In 2015 the stands were grouped into four zones:
1. Élevages et ses filières ("Livestock and related sectors"): This zone houses a representative gathering of animals from the 360 exhibited species. At the 2014 show there was a total of more than 3,850 animals in this zone.
2. Produits gastronomiques ("Food products"): This sector represents the food culture of 18 different countries from around the world as well as from the different regions of France.
3. Cultures et filières végétales ("Vegetable crops and related sectors"): Here were exhibited vegetable crops, especially from the cereal sector which is very important in France. This section also informed the public of new trends in gardening as well as providing activities and entertainment for all ages.
4. Services et métiers de l'agriculture ("Agricultural trade services"): This was run by the French Ministry of Agriculture, Agrifood, and Forestry, which is a major player in the development of agriculture and agricultural training in France.

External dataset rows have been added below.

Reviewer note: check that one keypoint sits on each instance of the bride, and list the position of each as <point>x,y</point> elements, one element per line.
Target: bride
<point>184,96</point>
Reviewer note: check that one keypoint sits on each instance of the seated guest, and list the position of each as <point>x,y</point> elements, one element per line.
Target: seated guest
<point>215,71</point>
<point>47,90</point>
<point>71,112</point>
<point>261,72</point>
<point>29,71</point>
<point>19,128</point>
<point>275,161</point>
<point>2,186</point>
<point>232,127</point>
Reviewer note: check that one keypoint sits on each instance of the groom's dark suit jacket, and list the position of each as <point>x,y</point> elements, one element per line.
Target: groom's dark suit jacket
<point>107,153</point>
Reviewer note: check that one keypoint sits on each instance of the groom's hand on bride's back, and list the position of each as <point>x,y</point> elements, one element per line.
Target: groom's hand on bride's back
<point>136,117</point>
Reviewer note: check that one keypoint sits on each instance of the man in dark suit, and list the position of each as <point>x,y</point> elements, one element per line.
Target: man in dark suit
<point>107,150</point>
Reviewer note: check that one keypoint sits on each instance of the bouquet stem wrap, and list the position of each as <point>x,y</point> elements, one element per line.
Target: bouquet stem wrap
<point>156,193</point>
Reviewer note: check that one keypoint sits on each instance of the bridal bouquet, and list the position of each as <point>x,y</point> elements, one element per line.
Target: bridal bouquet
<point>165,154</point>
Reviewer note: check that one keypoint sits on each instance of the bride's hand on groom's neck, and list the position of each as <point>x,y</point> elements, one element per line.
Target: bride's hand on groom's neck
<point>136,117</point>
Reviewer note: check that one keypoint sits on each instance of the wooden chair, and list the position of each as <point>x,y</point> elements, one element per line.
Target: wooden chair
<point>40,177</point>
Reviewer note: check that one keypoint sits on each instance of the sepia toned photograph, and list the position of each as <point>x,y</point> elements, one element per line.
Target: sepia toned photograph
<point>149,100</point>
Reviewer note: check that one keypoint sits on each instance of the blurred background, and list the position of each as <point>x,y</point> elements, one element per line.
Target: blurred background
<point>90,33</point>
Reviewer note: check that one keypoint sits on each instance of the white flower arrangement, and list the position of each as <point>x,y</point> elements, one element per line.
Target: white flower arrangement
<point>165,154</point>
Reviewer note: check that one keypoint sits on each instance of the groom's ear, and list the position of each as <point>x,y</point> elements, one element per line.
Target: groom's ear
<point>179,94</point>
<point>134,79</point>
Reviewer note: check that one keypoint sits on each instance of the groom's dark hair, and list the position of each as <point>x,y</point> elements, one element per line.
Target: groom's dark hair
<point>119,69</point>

Since 2010, the show has established thematic guided tours which varied from day to day, depending on whether they were targeted for schoolchildren or trade visitors. In 2013, ten thematic guided tours were offered to visitors, one of which was a special golden jubilee tour.

=== Related shows ===
Every two years (odd-numbered years), the Salon international du machinisme agricole (SIMA, "Paris International Agribusiness Show") is held simultaneously at the Parc des expositions de Paris-Nord at Villepinte, Seine-Saint-Denis. Entrance is restricted to those working in the agriculture or forestry

On the alternate (even-numbered) years, the Salon du fromage et des produits laitiers ("Cheese and Dairy Products Show") is held. It is the largest showcase for cheesemaking know-how. With 150 exhibitors and 5,997 visitors (of which 20% were from abroad), this is a major trade fair for cheesemongers and buyers of cheese and dairy products.

=== Organisers ===
The show is organised by the CENECA (Centre national des expositions et des concours agricoles, "National Centre for Agricultural Shows and Trade Fairs"), in partnership with the French Ministry of Agriculture, Agrifood, and Forestry. The French Minister of Agriculture is ultimately responsible for decision-making; its opening and closing dates are fixed by ministerial decree.

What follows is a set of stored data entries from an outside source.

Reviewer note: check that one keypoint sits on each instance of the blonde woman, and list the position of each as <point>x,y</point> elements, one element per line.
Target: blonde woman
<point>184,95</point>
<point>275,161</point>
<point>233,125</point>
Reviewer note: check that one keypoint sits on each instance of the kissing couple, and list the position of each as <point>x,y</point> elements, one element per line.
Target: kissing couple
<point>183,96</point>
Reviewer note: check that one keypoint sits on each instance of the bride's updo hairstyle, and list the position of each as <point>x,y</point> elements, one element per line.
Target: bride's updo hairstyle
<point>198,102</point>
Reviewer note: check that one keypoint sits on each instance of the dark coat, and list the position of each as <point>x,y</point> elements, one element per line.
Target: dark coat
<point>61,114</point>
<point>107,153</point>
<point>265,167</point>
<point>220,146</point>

CENECA brings together various professional organizations in the agricultural world, agri-food and communities. The city of Paris and the government are the ultimate backers of the show. Although CENECA sets the general strategy, it subcontracts operational matters to Comexposium. Official visits are arranged and managed directly by the CENECA. Jean-Luc Poulain is the current president of the CENECA and of the show.

====Comexposium====
Comexposium is one of Europe's leading exhibition organizers. It is a joint venture wholly owned subsidiary of the Paris Chamber of Commerce and Industry and Unibail-Rodamco, Comexposium organizes around 114 public and trade events per year, including five of the ten largest French fairs.

==Politics and media==
The mass media play an important role in publicising the show, with stands taken by Public Sénat, Campagne TV, France 3 and France Ô Visits by the French President, and the leaders of the French political parties, is usually covered. Politicians take the opportunity to reach out to the general public to debate the issues of the day, in an attempt to seem more "down to earth", and improve their party image.

The media coverage also increases the importance of the show in the public mind, and it is keenly followed by the public. Because of this, it has become an event of international importance. It allows the French government to present the best of its agricultural sector to its European neighbours and its views on maintaining the Common Agricultural Policy, which is very important for subsidising French farmers and for many years has also paid farmers to help protect the rural environment.